В третьи по счету выходные октября Ник привез ей из английской столицы самый лучший подарок: сына. Чарльз получил увольнение на трое суток. Он пообедал с отцом в «Кларидже» и отправился вместе с ним в Одли-плэйс. Ник испытывал смешанное чувство в отношении своего сына и наследника. С одной стороны он, конечно, гордился победами Чарльза над врагом. Но воспоминание о том вечере в их нью-йоркском доме, когда он застал Чарльза с Сильвией, все еще мучило его. Сотни раз с тех пор он задавался вопросом: оправданными ли были его подозрения или нет? В любом случае Ник как отец оказался несправедлив. Если действительно между его старшими детьми существовали интимные отношения, то они оба были повинны в том, что Ник называл для себя самым отвратительным преступлением.
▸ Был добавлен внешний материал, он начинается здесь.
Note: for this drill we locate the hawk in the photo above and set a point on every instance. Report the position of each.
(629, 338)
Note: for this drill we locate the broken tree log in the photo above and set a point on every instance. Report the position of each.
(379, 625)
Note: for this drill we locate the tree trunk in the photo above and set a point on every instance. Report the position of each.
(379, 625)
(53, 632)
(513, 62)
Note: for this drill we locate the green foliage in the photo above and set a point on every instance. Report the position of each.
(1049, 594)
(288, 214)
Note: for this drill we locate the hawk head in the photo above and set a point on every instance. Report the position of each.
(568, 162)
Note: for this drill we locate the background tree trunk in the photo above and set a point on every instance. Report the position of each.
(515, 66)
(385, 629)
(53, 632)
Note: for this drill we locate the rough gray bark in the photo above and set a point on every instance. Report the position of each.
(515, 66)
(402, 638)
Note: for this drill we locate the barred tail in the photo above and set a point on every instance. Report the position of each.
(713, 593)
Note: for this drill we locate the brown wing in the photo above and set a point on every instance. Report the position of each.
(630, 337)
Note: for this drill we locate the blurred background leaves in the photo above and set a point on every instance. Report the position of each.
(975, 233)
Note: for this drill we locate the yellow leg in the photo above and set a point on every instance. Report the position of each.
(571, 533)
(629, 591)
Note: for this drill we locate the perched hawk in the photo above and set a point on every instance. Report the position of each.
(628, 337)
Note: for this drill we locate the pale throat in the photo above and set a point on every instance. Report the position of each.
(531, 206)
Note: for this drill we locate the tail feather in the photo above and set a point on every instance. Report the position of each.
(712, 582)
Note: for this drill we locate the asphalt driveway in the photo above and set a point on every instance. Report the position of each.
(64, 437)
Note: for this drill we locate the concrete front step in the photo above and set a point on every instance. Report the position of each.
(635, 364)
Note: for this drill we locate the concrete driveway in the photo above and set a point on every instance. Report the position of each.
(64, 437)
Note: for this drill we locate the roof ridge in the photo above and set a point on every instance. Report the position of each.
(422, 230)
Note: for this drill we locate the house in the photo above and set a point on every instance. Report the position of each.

Если же ничего подобного на самом деле не было, тогда выходило, что Ник напрасно поломал жизнь своим детям. И если Оксфорд вроде бы понравился Чарльзу, то семейная жизнь Сильвии с Честером Хиллом, как Нику прекрасно было известно, была весьма далека от идеала. Беда была в том, что Ник не смел прояснить этот вопрос, ибо боялся столкнуться со страшной правдой. Порой он думал: «Неужели мне так никогда и не суждено узнать об этом?»